Na clássica teoria contratual, para atender aos seus interesses, as partes recorriam, em regra, à pactuação de um contrato isolado, independente e autônomo, à medida que planejavam uma transação separada de todas as transações a ela anteriores, contemporâneas ou subseqüentes. Tratava-se, em regra, de contratos típicos e comutativos, havendo justaposição entre obrigação e direito.

No entanto, a industrialização, o desenvolvimento tecnológico e as muitas outras conquistas da sociedade moderna intensificaram a complexidade das relações sociais e econômicas, aumentando substancialmente o emprego e a importância dos contratos atípicos, a ponto de se poder dizer que o mundo negocial moderno cresceu, desenvolveu-se e atualmente vive a partir da criação livre dos acordos negociais.

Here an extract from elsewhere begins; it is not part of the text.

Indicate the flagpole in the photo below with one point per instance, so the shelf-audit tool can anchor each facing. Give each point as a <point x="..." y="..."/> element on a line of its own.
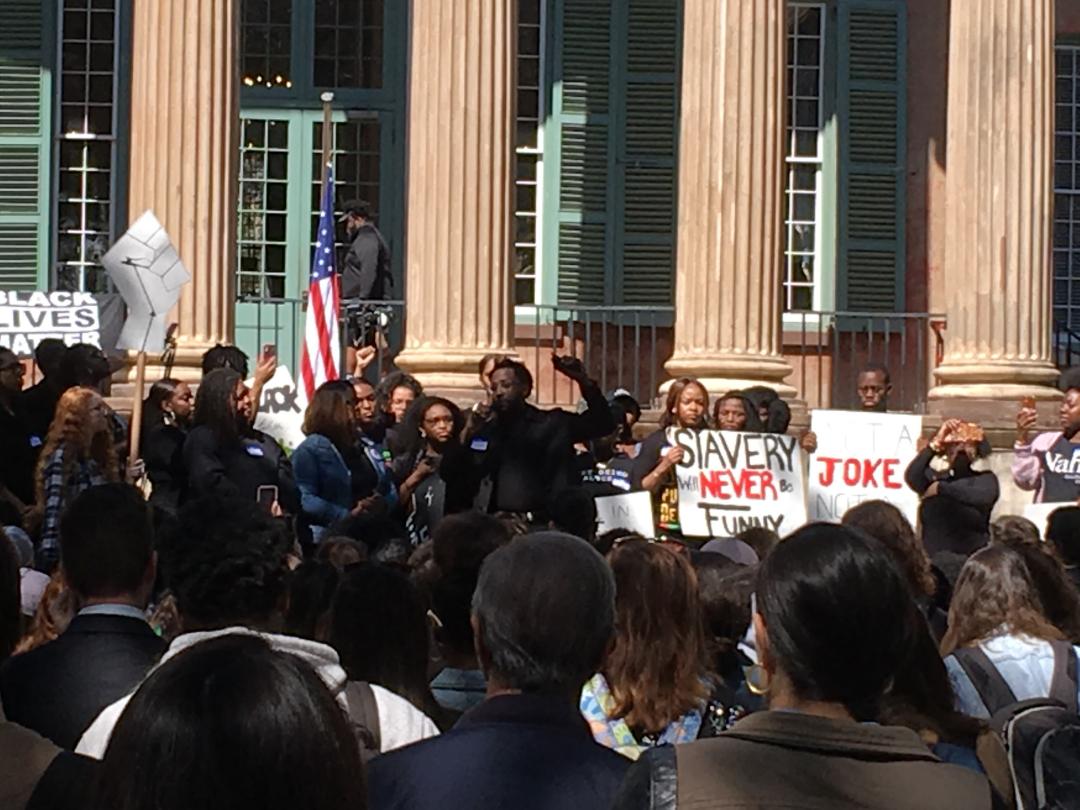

À medida que o trânsito de riquezas se acentuou ainda mais, multiplicando-se as necessidades dos indivíduos, sobretudo a partir da metade do último século, passou-se a observar não somente o fenômeno da combinação de prestações e elementos contratuais diversos em apenas um contrato, como também a celebração de dois ou mais contratos unidos por um vínculo. Surgem, assim, as "novas perspectivas do direito dos contratos", contexto em que se inserem os contratos conexos ou coligados, cuja união representa um meio para satisfação de um interesse que não pode satisfazer-se normalmente através das figuras típicas existentes, senão através da reunião de diferentes contratos.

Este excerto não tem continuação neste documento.